MaxEntScan¶

Maximum-entropy model for scoring short sequence motifs at RNA splice sites.

Disclaimer¶

This is an UNOFFICIAL implementation of Maximum entropy modeling of short sequence motifs with applications to RNA splicing signals by Gene Yeo, et al.

The OFFICIAL distribution of MaxEntScan is at the Burge Lab MaxEntScan page.

Tip

The MultiMolecule team has confirmed that the provided model and checkpoints are producing the same intermediate representations as the original implementation.

The team releasing MaxEntScan did not write this model card for this model so this model card has been written by the MultiMolecule team.

Model Details¶

MaxEntScan is a maximum-entropy model for the splice donor (5’) and splice acceptor (3’) sequence motifs. It is not a neural network and has no trainable weights. The model parameters are fixed maximum-entropy probability tables estimated by Yeo & Burge (2004) from human splice-site sequences.

Model Specification¶

MaxEntScan is a parameter-free maximum-entropy model. It performs fixed table lookups and contains no learnable weights or floating-point arithmetic that the profiler can attribute to a module. The bundled score tables that serve as the model’s fixed parameters are:

score5: a single 16,384-entry me2x5 probability table (4⁷ floats) indexed by the base-4 hash of the 7 non-consensus positions of the 9-mer.
score3: nine overlapping maximum-entropy decomposition tables (me2x3acc1..9) with sizes 4⁷, 4⁷, 4⁷, 4⁷, 4⁷, 4³, 4⁴, 4³, 4⁴ (5 × 16384 + 2 × 64 + 2 × 256 = 82560 floats total).

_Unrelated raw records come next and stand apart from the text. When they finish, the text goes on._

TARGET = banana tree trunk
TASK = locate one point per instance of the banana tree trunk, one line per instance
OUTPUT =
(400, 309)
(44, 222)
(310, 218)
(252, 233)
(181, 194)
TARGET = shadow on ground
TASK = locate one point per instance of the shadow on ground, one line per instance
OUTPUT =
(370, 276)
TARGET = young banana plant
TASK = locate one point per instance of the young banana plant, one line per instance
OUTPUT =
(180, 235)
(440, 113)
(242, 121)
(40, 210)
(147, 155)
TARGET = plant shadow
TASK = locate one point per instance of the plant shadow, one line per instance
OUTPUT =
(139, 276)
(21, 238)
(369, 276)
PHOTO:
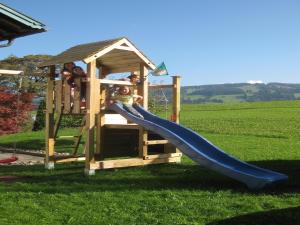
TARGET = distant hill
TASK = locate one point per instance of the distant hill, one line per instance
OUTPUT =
(238, 92)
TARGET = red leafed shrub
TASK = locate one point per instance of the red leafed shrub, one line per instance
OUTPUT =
(13, 114)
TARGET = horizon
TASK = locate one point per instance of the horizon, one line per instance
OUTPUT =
(207, 43)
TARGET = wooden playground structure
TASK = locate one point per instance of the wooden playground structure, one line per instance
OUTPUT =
(110, 140)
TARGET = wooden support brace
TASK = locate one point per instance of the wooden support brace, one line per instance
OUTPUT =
(49, 135)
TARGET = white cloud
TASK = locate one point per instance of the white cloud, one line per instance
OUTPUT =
(255, 82)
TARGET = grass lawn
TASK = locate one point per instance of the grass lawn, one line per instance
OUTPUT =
(266, 134)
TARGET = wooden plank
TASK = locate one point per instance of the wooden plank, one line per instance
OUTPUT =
(100, 114)
(77, 99)
(57, 124)
(143, 148)
(67, 97)
(69, 160)
(121, 62)
(120, 163)
(125, 48)
(49, 131)
(78, 139)
(109, 164)
(122, 69)
(58, 96)
(156, 142)
(103, 52)
(90, 117)
(118, 82)
(130, 126)
(176, 98)
(143, 91)
(141, 55)
(163, 160)
(144, 85)
(120, 58)
(163, 156)
(161, 86)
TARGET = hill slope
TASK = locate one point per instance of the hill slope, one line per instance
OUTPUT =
(239, 92)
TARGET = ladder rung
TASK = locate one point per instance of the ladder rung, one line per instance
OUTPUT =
(66, 137)
(156, 142)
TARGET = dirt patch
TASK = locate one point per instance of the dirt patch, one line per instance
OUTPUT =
(22, 159)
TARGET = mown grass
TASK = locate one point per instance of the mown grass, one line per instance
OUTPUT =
(265, 134)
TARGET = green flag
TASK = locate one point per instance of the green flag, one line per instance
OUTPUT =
(160, 70)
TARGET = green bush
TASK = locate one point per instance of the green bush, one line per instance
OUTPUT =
(66, 121)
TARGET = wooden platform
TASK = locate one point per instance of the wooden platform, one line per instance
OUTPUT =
(119, 163)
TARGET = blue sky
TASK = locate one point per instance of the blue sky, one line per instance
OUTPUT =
(206, 42)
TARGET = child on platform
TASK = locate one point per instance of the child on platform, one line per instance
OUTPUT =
(125, 96)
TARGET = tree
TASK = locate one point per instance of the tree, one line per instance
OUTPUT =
(34, 78)
(14, 110)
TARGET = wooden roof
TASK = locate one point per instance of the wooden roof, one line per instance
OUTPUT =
(10, 72)
(116, 55)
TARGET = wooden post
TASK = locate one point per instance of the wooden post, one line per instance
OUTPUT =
(176, 98)
(90, 117)
(143, 91)
(49, 136)
(100, 115)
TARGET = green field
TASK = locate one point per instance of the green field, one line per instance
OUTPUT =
(266, 134)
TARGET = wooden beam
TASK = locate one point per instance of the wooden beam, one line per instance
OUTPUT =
(176, 98)
(163, 156)
(122, 69)
(139, 54)
(69, 160)
(130, 126)
(111, 164)
(90, 117)
(118, 82)
(143, 91)
(49, 135)
(77, 97)
(161, 86)
(58, 95)
(57, 124)
(126, 48)
(67, 96)
(104, 51)
(156, 142)
(100, 114)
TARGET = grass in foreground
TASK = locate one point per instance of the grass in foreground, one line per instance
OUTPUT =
(171, 194)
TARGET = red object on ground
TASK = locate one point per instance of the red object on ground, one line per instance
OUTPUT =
(9, 160)
(9, 178)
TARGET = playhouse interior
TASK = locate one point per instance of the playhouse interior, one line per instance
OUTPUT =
(111, 141)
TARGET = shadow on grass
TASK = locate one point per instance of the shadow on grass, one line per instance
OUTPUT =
(38, 144)
(70, 178)
(287, 216)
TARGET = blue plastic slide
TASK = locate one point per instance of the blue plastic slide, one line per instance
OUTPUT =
(202, 151)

Mode	Window	Num Parameters (M)	FLOPs (G)	MACs (G)
score5	9	0.00	0.00	0.00
score3	23	0.00	0.00	0.00

Links¶

Code: multimolecule.maxentscan
Data: Human RefSeq splice-site sequences curated by Yeo and Burge
Paper: Maximum entropy modeling of short sequence motifs with applications to RNA splicing signals
Developed by: Gene Yeo, Christopher B. Burge
Model type: Maximum-entropy splice-site scoring with fixed probability tables for 5’ and 3’ splice sites
Original Repository: Burge Lab MaxEntScan

Usage¶

The model file depends on the multimolecule library. You can install it using pip:

Bash
1	`pip install multimolecule`

Direct Use¶

5’ Splice-Site Scoring¶

Python
>>> import torch
>>> from multimolecule import RnaTokenizer, MaxEntScanModel, MaxEntScanConfig

>>> config = MaxEntScanConfig()
>>> model = MaxEntScanModel(config)
>>> tokenizer = RnaTokenizer.from_pretrained("multimolecule/maxentscan-score5")
>>> # MaxEntScan scores a raw fixed-length window; do not add special tokens.
>>> input = tokenizer("CAGGUAAGU", add_special_tokens=False, return_tensors="pt")["input_ids"]
>>> output = model(input)
>>> output.logits.shape
torch.Size([1, 1])

3’ Splice-Site Scoring¶

Python
>>> config = MaxEntScanConfig(mode="score3")
>>> model = MaxEntScanModel(config)
>>> output = model(torch.randint(4, (1, config.window)))
>>> output.logits.shape
torch.Size([1, 1])

Interface¶

Input length: 9 nt fixed window for score5; 23 nt fixed window for score3
Alphabet: ACGU only; unknown / N tokens are clamped onto A before table lookup
Special tokens: do not add (add_special_tokens=False)
inputs_embeds: not supported; the model scores discrete token windows only
Output: single scalar splice-site log-odds score per window

Training Details¶

MaxEntScan is not trained. Its maximum-entropy probability tables were estimated once by Yeo & Burge (2004) from a set of human constitutive splice-site sequences using an iterative maximum-entropy procedure. The published tables are reused verbatim.

Scoring Modes¶

score5: scores 5’ (donor) splice sites over a 9-nucleotide window (3 exonic + 6 intronic nucleotides). The score is read from the published me2x5 maximum-entropy probability table combined with the consensus background ratios.
score3: scores 3’ (acceptor) splice sites over a 23-nucleotide window. The 23-mer is decomposed into nine overlapping maximum-entropy submodels following the published maximum-entropy decomposition; the score is the log-ratio of the numerator and denominator submodel products.

Training Data¶

Source: human RefSeq splice-site sequences as described in Yeo & Burge (2004).
Maximum-entropy constraints: pairwise and higher-order positional dependencies within the splice-site window.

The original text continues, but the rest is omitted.